Ein Kessel Buntes: Reisezeit, Parkinsontreff und ... Mist, vergessen!

Kennt ihr das, wenn euch ein geläufiges Wort nicht einfällt, und der Kopf sich anfüllt mit allen möglichen anderen schönen Worten, nur das gesuchte versteckt sich in irgendeiner unscheinbaren Ecke des Gehirns? Zum Glück gibt es Smartphones mit Memo-Funktion. Und die erinnert mich an all die tollen und weniger tollen Einfälle, die ich im Laufe des Tages hatte... wenn ich nicht vergesse sie einzutragen. Zum Glück habe ich meine Ideen zu diesem Beitrag notiert. Und da sich bereits Verschiedenes angesammelt hat, gibt es heute ein Kessel Buntes.


Reisezeit
Der Winter ist nun offiziell vorbei. Auch wenn das Wetter es nicht hergibt, es ist tatsächlich Frühling. Und mit dem Frühling kommt die Reiselust. Mir ist aufgefallen, dass es eine Menge Leute mit Parkinson gibt, die gerne viel und weit reisen. Je weiter der Parkinson aber fortschreitet, desto komplizierter wird es mit dem Reisen. Jetzt hat die Europäische Parkinson Vereinigung EPDA einen Parkinson Reisepass entwickelt, in den alle wichtigen Daten für den Notfall eingetragen werden können. Es wird in knappen Worten erklärt, was Parkinson ist und wie man sich gegenüber dem Parkinsonpatienten am besten Verhält. Mann trägt Namen, Kontaktadresse und Medikamente ein. Der Pass kann auch ergänzt werden mit weiteren Informationsblättern, wie zum Beispiel zur Tiefenhirnstimulation. Er steht als freier Download zur Verfügung und ist auf English. Ich bin begeistert von diesem Angebot. 

Parkinson-Treff
Gestern fand das erste offizielle JuPeinander Regionaltreffen in Hamburg statt. Und ich sage euch, der Laden hat gebrummt! Es war eine ganz bunte und doch recht homogene Gruppe von Frauen und Männern voller Ideen und Vorschläge für die nächsten Treffen - die Liste wurde immer länger. Ganz lieben Dank an die beiden Organisatoren. Die  Gruppe ist sicher ein tolle Bereicherung für die Parkinson-Selbsthilfe Landschaft in Hamburg. Infos zu den nächsten Treffen gibt es auf der Webseite von Jung und Parkinson e.V.

Mist, vergessen!
... ist mir Dank des Memos im Telefon wieder eingefallen. Ich habe schon mehrfach Gespräche darüber geführt und gestern beim JuPeinander kam es auch wieder auf. Kennt ihr das, wenn man zum Beispiel schwanger ist und auf einmal auf der Straße förmlich von Schwangeren umzingelt ist? Oder wenn man ein Auto in einer ungewöhnlichen Farbe gekauft hat und plötzlich hat jede*r Dritte den gleichen Wagen? So kann es auch Leuten mit Parkinson gehen. Man sieht auf einmal überall Leute mit der typischen nach vorne gebeugten Parkinson-Haltung, die beim Gehen schlurfen oder einen Arm festhalten, damit niemand das Zittern sieht. Dann stellt sich die Frage: Spricht man die Leute darauf an? 
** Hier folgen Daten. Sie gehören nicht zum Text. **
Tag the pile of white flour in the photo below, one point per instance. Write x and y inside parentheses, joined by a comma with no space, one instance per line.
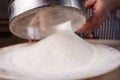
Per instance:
(60,52)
Aber was ist, wenn sie es noch gar nicht für sich realisiert haben, dass sie an Parkinson erkrankt sind? Oder sie stecken mitten in einem Verdrängungsprozess. Vielleicht haben sie Hemmungen, offen darüber zu sprechen, vielleicht haben sie gar nicht Parkinson.. es gibt so viele Gründe weshalb man diese Leute nicht ansprechen sollte, vor allem wenn es sich um wildfremde Menschen auf der Straße handelt. Schließlich habe ich keine Ahnung, wie sie reagieren könnten. Ich habe für mich entschieden, es zunächst sein zu lassen. Wie seht ihr das?